I still remember the light breeze, the gurgle of flowing water, and that joyful sense of release. Tourists flock to the rock gardens of Ryoanji; I found my Zen behind a great sushi restaurant, against a stunning 12th floor view of southern Kyoto, amidst the hustle and bustle of an underground Starbucks. I refer, of course, to the delights of the sit-down toilet. Only after stumbling every morning to a porcelain bowl in the floor can you understand the genius of Western plumbing. For a month, my brother and I made daily pilgrimages to our favorite sites; they became “ours” in a sense that Nijo Castle and the Golden Pavilion never did. We went to Japan to help my brother find himself, but spent a month looking for sit-down toilets instead.
It was July, and my brother Isaac had a college application to write. If Tom Cruise could find his soul and the obligatory Asian chick in Japan, my brother should have no problem getting an essay topic. Alas, Isaac was interested in the girl, not the spiritual epiphany. I had planned our trip from Boston, preparing for an exotic land of kimonos and haikus; my brother packed his bags in Taiwan, thinking of schoolgirl uniforms and manga comics. Isaac won. As Last Samurai morphed into Lolita, even I became an accomplice. The best way to snap pictures of unsuspecting females is to position your frumpy sister in front of them. Schoolgirls on bikes, young mothers at the mall, Shinto priestesses on festival barges…and the sister can be erased with Photoshop™.
I was horrified. He was supposed to ponder the tension between East and West in modern Japan, the ever-present shadows of the past in sprawling Kyoto, the sense of both fascination and alienation in a foreign land or just how a clump of white sand is supposed to signify mankind’s insignificance in the cosmos. How was stalking Japanese women supposed to demonstrate his thoughtfulness, maturity, and fitness for acceptance to an Ivy League college?! Like hell!
But it was fun. We would sit in a Starbucks window and grade each girl that walked past. I discovered that my brother had terrible taste in women. When we did agree, I got a thrill out of getting our victim. On days the hormones ebbed, we would stand for hours browsing secondhand manga stores or actually visit some of those tourist attractions. Every morning was the first decision of the day: did we want croissants and a nice single-stall with a self-warming seat or donuts with a full row of toilets and automatic faucets? Often, we’d choose both: Isaac ate second meals like a hobbit, which doubled our food budget. I fretted about the money, yet went to bed smiling.

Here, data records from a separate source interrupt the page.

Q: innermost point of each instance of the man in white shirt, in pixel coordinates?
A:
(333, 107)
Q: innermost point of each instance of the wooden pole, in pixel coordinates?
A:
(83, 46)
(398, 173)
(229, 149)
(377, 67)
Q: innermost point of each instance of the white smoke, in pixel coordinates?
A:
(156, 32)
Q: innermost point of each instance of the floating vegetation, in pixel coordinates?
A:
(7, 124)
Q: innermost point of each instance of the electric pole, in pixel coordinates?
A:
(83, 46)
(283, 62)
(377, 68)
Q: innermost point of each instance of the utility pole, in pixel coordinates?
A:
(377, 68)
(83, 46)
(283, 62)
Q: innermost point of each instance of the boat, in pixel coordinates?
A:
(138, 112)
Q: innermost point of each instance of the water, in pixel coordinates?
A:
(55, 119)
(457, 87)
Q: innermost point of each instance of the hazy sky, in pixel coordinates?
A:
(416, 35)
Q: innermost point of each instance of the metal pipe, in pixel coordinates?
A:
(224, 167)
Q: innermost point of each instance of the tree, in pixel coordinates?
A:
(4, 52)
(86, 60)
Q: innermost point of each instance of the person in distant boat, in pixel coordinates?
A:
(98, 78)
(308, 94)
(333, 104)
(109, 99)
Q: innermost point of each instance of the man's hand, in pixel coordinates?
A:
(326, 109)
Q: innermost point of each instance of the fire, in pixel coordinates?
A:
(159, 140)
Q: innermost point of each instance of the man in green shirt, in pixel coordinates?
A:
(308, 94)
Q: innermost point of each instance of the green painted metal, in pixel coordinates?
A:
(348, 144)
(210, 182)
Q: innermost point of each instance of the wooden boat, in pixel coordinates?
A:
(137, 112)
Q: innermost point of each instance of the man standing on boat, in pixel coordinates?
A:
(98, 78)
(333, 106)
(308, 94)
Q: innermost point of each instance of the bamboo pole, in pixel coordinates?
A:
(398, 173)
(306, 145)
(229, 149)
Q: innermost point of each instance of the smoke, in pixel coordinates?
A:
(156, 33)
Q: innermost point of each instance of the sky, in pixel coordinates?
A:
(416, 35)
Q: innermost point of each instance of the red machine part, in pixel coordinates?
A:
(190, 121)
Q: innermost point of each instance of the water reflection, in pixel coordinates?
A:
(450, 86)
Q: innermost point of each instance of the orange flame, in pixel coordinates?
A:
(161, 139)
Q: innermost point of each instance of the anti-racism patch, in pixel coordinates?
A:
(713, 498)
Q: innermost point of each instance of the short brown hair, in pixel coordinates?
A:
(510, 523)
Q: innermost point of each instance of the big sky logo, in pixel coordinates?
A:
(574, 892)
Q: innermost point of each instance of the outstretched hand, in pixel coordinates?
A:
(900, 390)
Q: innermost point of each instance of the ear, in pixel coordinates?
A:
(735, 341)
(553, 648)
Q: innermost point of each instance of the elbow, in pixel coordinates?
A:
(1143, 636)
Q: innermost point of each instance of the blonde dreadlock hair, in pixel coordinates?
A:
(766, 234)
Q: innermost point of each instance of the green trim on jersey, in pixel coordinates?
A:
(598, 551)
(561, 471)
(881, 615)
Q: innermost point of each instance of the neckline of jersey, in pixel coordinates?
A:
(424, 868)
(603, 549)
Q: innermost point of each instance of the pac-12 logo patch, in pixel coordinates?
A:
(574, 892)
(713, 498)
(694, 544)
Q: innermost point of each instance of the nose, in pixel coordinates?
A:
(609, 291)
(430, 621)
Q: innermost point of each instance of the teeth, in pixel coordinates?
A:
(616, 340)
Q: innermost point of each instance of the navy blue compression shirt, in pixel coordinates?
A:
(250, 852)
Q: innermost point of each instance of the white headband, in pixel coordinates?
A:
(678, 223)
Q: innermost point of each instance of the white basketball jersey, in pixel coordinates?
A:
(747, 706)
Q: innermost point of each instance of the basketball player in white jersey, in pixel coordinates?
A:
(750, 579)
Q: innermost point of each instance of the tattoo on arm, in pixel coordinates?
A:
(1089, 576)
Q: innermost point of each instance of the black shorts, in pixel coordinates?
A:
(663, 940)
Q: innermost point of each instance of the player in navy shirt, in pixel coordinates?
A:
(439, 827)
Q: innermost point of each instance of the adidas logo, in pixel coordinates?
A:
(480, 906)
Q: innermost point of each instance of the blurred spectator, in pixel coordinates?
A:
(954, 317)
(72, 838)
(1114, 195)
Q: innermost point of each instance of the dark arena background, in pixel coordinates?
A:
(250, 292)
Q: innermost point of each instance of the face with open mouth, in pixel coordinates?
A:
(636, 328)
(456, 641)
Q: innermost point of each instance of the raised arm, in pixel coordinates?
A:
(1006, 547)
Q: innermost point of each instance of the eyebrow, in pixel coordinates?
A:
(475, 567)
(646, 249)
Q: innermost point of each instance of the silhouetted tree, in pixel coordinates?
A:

After a year of college, I’d forgotten what Isaac was like. He wasn’t some pseudo-intellectual who wrote long papers on the philosophy of reflections in the art of the Japanese garden. My brother was a young man who liked short skirts, violent comics, and a second order of ramen. He also taught himself Japanese, gave up bus seats for ladies, and knew when my backpack was too heavy. We went to Japan so Isaac could find himself, but it was I who needed to find him. As July drew towards its end, we knew the best bathrooms in Kyoto, yet still didn’t have an essay topic. I, however, did get the epiphany: when it comes to family, sometimes you just have to flush your carefully laid plans down the drain.